Il arrive ainsi que je ne trouve d’indications nulle part, sans d’ailleurs que le mot cherché fasse nécessairement partie du vocabulaire moderne. J’ai eu beaucoup de difficultés, par exemple, avec «drague», «draguer», «dragueur» (dans leurs sens techniques). Il s’agit alors, si le mot ou l’expression sont d’une importance telle qu’ils ne peuvent manquer dans le DFR, d’imaginer des solutions qui ne soient pas ... des gallicismes ou des calques du français qui détonneraient par trop en romanche – même si par ailleurs le romanche a repris nombre de termes français par l’intermédiaire de l’allemand. Souvent, je suis amené à proposer des descriptions, ou à en ajouter32 – c’est le cas aussi, dans un autre ordre d’idées et pour des raisons différentes, pour des spécialités à manger, du «baba au rhum» aux «nailles» et à la «taillaule».33 D’un autre côté, le romanche peut avoir créé ou adopté un terme concernant un seul des mots d’une famille, ou un sens particulier d’un mot français, et il faut alors tenir compte de ce cas particulier pour traiter deux ou plusieurs articles apparentés. Ainsi le romanche connaît-il le tschercaminas ou dostaminas («dragueur de mine»), mais n’a pas de termes courants pour «drague» et «draguer».

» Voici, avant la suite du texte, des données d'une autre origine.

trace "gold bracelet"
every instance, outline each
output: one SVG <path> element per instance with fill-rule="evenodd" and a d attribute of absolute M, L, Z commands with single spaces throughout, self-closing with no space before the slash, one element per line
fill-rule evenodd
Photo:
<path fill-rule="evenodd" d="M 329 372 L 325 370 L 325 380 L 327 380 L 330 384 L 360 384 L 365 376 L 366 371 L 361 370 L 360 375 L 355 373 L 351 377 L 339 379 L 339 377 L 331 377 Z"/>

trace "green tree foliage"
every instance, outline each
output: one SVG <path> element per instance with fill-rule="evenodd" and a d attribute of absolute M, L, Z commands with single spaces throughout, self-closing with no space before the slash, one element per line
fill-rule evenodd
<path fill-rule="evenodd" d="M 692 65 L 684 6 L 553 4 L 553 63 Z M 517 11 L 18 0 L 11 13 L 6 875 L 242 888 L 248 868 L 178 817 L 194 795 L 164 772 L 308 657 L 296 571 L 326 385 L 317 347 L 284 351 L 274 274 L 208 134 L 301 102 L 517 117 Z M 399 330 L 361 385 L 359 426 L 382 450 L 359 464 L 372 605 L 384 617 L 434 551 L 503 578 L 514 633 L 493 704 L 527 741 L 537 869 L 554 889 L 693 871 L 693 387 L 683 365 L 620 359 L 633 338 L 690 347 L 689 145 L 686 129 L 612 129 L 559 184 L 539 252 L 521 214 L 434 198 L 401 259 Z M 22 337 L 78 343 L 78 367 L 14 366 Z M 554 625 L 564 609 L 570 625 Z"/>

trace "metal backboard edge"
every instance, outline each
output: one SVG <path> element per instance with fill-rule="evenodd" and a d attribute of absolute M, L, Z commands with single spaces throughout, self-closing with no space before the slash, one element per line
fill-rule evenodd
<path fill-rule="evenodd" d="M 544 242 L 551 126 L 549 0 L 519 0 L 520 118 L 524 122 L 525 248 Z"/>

Les emprunts que le romanche courant a faits et continue à faire au français (ou à une autre langue latine) par le biais de l’allemand représentent un autre genre de difficultés, souvent anecdotiques, mais au total non négligeables. L’allemand, surtout en Suisse, aime les mots français. Mais très fréquemment, il les emploie dans un sens particulier, ou plus large, ou différent, ou alors dans un autre registre.34 Lorsque le mot originellement français apparaît en romanche, il faut alors vérifier s’il y a correspondance de sens et d’emploi avec le français, et dans quelle mesure un glissement dont on sait qu’il s’est produit en allemand a été repris en romanche. Compte tenu d’un certain flottement que l’on peut percevoir en romanche, par exemple entre l’usage chez des personnes cultivées susceptibles de penser directement au français, et d’autres Romanches qui emploient le mot parce qu’ils l’entendent en allemand, les vérifications peuvent être difficiles, surtout pour un francophone, même si celui-ci est habitué aux usages de l’allemand. Ici aussi, je dois souvent, pour plus de sûreté, faire appel à un consultant.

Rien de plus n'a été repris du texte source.